|My Copy||ex-library, 'bound-to-stay' copy|
|First Read||April 03, 2005|
The Book of the Dun Cow
I am so in love with The Book of the Dun Cow. It is a revelation, a gift, every time I read it. It is shocking, thrilling, heartrending -- especially heartrending -- and seems deeply wise. Yes, it is about a rooster and his barnyard animals, but it is so much better than you think. You'll find it shelved in the childrens or young adult section, but that completely belies how good and how serious it is.
I especially love the setting of the rooster Chauntecleer's crows - his canonical crows that mark the day's passing for the animals. If you've ever had doubts about a church liturgy, read about Chauntecleer's crows.
Noted on May 30, 2010
The sixth crow came when the sun was going down ... it sounded something like a compliment; it came across the evening air and patted each one on the back, and it made each forehead cool as if with a breeze: "Good," it said. "Good and better than you did yesterday.
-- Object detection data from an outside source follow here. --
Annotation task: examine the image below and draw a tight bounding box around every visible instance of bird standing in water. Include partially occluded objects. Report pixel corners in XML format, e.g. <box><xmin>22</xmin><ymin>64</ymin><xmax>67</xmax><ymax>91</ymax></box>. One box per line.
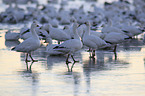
<box><xmin>11</xmin><ymin>21</ymin><xmax>41</xmax><ymax>62</ymax></box>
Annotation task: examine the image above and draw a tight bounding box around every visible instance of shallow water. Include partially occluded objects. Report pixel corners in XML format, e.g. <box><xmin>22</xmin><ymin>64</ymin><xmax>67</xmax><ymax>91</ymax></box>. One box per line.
<box><xmin>0</xmin><ymin>31</ymin><xmax>145</xmax><ymax>96</ymax></box>
<box><xmin>0</xmin><ymin>0</ymin><xmax>145</xmax><ymax>96</ymax></box>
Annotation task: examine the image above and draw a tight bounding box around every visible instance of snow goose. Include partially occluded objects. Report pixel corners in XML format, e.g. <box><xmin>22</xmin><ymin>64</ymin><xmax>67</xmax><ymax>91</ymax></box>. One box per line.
<box><xmin>53</xmin><ymin>22</ymin><xmax>83</xmax><ymax>64</ymax></box>
<box><xmin>12</xmin><ymin>21</ymin><xmax>41</xmax><ymax>62</ymax></box>
<box><xmin>5</xmin><ymin>30</ymin><xmax>20</xmax><ymax>40</ymax></box>
<box><xmin>82</xmin><ymin>21</ymin><xmax>107</xmax><ymax>57</ymax></box>
<box><xmin>46</xmin><ymin>37</ymin><xmax>67</xmax><ymax>56</ymax></box>
<box><xmin>43</xmin><ymin>24</ymin><xmax>70</xmax><ymax>41</ymax></box>
<box><xmin>104</xmin><ymin>32</ymin><xmax>129</xmax><ymax>53</ymax></box>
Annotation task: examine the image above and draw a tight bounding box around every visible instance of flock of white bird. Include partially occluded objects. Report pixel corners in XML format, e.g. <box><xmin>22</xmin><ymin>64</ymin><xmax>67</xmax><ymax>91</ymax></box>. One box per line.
<box><xmin>0</xmin><ymin>0</ymin><xmax>145</xmax><ymax>64</ymax></box>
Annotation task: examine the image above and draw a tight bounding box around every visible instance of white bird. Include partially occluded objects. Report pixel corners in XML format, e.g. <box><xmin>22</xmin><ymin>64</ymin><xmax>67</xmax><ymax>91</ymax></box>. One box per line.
<box><xmin>104</xmin><ymin>32</ymin><xmax>129</xmax><ymax>53</ymax></box>
<box><xmin>82</xmin><ymin>21</ymin><xmax>107</xmax><ymax>57</ymax></box>
<box><xmin>5</xmin><ymin>30</ymin><xmax>20</xmax><ymax>40</ymax></box>
<box><xmin>53</xmin><ymin>22</ymin><xmax>83</xmax><ymax>64</ymax></box>
<box><xmin>11</xmin><ymin>21</ymin><xmax>41</xmax><ymax>62</ymax></box>
<box><xmin>46</xmin><ymin>37</ymin><xmax>67</xmax><ymax>56</ymax></box>
<box><xmin>43</xmin><ymin>24</ymin><xmax>70</xmax><ymax>41</ymax></box>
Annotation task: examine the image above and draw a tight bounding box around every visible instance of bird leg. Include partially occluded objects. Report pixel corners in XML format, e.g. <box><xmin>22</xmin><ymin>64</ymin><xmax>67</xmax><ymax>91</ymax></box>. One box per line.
<box><xmin>113</xmin><ymin>44</ymin><xmax>117</xmax><ymax>53</ymax></box>
<box><xmin>29</xmin><ymin>53</ymin><xmax>38</xmax><ymax>62</ymax></box>
<box><xmin>25</xmin><ymin>53</ymin><xmax>30</xmax><ymax>63</ymax></box>
<box><xmin>71</xmin><ymin>55</ymin><xmax>79</xmax><ymax>63</ymax></box>
<box><xmin>71</xmin><ymin>62</ymin><xmax>75</xmax><ymax>72</ymax></box>
<box><xmin>92</xmin><ymin>50</ymin><xmax>95</xmax><ymax>58</ymax></box>
<box><xmin>66</xmin><ymin>54</ymin><xmax>71</xmax><ymax>64</ymax></box>
<box><xmin>90</xmin><ymin>50</ymin><xmax>95</xmax><ymax>58</ymax></box>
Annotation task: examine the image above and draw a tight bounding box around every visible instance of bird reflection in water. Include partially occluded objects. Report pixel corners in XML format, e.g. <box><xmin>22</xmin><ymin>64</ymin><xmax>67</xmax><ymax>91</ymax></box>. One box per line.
<box><xmin>66</xmin><ymin>62</ymin><xmax>76</xmax><ymax>72</ymax></box>
<box><xmin>19</xmin><ymin>62</ymin><xmax>39</xmax><ymax>96</ymax></box>
<box><xmin>26</xmin><ymin>62</ymin><xmax>34</xmax><ymax>73</ymax></box>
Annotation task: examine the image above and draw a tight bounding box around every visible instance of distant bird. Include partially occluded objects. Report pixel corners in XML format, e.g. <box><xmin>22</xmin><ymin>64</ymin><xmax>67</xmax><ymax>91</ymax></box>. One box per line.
<box><xmin>82</xmin><ymin>21</ymin><xmax>107</xmax><ymax>58</ymax></box>
<box><xmin>53</xmin><ymin>22</ymin><xmax>83</xmax><ymax>64</ymax></box>
<box><xmin>46</xmin><ymin>36</ymin><xmax>67</xmax><ymax>56</ymax></box>
<box><xmin>11</xmin><ymin>21</ymin><xmax>41</xmax><ymax>62</ymax></box>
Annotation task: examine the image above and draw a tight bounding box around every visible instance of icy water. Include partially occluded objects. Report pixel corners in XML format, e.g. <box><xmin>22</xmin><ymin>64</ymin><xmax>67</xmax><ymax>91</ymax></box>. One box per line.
<box><xmin>0</xmin><ymin>0</ymin><xmax>145</xmax><ymax>96</ymax></box>
<box><xmin>0</xmin><ymin>30</ymin><xmax>145</xmax><ymax>96</ymax></box>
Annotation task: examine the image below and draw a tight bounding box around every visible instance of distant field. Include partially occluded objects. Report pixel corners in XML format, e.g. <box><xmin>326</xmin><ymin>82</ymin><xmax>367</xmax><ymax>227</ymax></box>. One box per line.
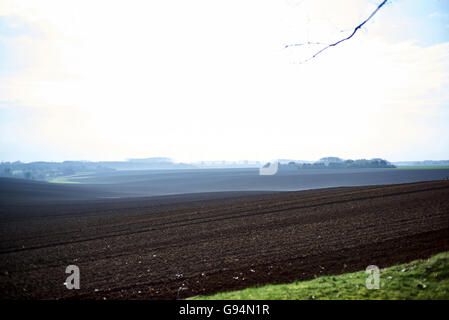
<box><xmin>395</xmin><ymin>166</ymin><xmax>449</xmax><ymax>170</ymax></box>
<box><xmin>0</xmin><ymin>167</ymin><xmax>449</xmax><ymax>202</ymax></box>
<box><xmin>0</xmin><ymin>181</ymin><xmax>449</xmax><ymax>299</ymax></box>
<box><xmin>192</xmin><ymin>252</ymin><xmax>449</xmax><ymax>300</ymax></box>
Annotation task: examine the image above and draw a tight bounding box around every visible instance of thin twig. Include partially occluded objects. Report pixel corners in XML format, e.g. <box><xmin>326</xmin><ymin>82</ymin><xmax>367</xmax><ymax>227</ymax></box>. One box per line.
<box><xmin>285</xmin><ymin>0</ymin><xmax>388</xmax><ymax>62</ymax></box>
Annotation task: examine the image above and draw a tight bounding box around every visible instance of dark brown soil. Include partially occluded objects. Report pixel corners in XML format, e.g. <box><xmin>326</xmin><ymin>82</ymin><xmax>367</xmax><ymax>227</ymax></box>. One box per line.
<box><xmin>0</xmin><ymin>181</ymin><xmax>449</xmax><ymax>299</ymax></box>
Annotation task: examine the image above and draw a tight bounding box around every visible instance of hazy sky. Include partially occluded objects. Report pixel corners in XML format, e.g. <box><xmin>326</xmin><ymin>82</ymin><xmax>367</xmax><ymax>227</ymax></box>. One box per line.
<box><xmin>0</xmin><ymin>0</ymin><xmax>449</xmax><ymax>161</ymax></box>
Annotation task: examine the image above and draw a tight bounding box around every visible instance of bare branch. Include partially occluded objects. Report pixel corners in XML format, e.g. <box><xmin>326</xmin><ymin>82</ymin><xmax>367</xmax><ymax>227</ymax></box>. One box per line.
<box><xmin>285</xmin><ymin>0</ymin><xmax>388</xmax><ymax>62</ymax></box>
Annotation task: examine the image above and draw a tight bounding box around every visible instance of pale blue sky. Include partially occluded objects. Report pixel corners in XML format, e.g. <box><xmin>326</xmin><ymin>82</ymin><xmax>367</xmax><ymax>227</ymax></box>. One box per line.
<box><xmin>0</xmin><ymin>0</ymin><xmax>449</xmax><ymax>161</ymax></box>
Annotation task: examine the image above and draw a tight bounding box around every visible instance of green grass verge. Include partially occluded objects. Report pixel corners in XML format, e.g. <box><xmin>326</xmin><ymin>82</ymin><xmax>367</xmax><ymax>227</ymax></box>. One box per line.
<box><xmin>191</xmin><ymin>252</ymin><xmax>449</xmax><ymax>300</ymax></box>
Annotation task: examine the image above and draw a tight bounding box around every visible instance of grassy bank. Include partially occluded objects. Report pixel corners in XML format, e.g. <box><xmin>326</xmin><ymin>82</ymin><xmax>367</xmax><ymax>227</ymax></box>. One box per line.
<box><xmin>192</xmin><ymin>252</ymin><xmax>449</xmax><ymax>300</ymax></box>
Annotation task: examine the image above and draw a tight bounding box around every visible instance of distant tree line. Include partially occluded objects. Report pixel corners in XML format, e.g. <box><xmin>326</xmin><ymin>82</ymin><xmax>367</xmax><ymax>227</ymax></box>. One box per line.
<box><xmin>281</xmin><ymin>157</ymin><xmax>396</xmax><ymax>170</ymax></box>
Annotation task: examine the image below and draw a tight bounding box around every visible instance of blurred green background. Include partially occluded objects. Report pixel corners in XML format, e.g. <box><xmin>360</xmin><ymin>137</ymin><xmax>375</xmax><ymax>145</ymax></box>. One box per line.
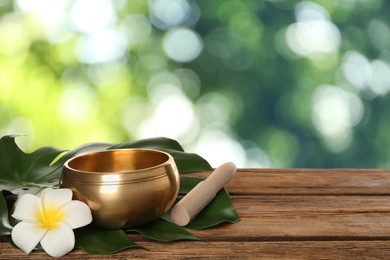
<box><xmin>0</xmin><ymin>0</ymin><xmax>390</xmax><ymax>168</ymax></box>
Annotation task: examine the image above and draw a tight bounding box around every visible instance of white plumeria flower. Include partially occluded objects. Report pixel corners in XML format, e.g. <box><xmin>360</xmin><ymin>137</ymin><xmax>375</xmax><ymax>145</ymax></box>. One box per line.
<box><xmin>11</xmin><ymin>188</ymin><xmax>92</xmax><ymax>257</ymax></box>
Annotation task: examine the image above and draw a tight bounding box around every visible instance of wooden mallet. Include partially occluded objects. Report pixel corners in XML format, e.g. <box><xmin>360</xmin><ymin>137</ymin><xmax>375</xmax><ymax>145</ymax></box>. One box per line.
<box><xmin>170</xmin><ymin>162</ymin><xmax>237</xmax><ymax>226</ymax></box>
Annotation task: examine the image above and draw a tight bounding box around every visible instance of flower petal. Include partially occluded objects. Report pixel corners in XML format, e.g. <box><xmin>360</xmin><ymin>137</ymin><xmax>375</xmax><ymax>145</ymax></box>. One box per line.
<box><xmin>41</xmin><ymin>222</ymin><xmax>75</xmax><ymax>257</ymax></box>
<box><xmin>60</xmin><ymin>200</ymin><xmax>92</xmax><ymax>229</ymax></box>
<box><xmin>11</xmin><ymin>221</ymin><xmax>47</xmax><ymax>254</ymax></box>
<box><xmin>12</xmin><ymin>194</ymin><xmax>41</xmax><ymax>222</ymax></box>
<box><xmin>41</xmin><ymin>188</ymin><xmax>73</xmax><ymax>213</ymax></box>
Now, stop. Eat supper. And rest easy."
... But the seventh was the kindest crow of all. This was as quiet as nightfall. This crow was the night at peace upon her nest. This was settle, and rest, and "You are safe," and amen, and "Go, now, to sleep." For "Done," when it is well done, is a very good word.
When Chauntecleer crowed his canonical crows, the day wore the right kind of clothes; his Hens lived and scratched in peace, happy with what was, and unafraid of what was to be; even wrong things were made right, and the grey things were explained.
Quoted on May 30, 2010
"I would just as soon have gone a-mucking through this would of your unnoticed, untouched by--your--righteous--hand. Then I may have been empty, but not bereft; I didn't know what blessing you had it in you to offer. Then I may have been alone, but not lonely; I didn't know what love you could ordain. You, God! You took me out of my life! You set met into this false place. You made me believe in you. You gave me hope! O my God, you taught me to hope! And then you killed me. . . . If I never had sons, how could I lose sons? If I had never ruled a land, how could I fear to lose the land? It is in the giving that treachery begins."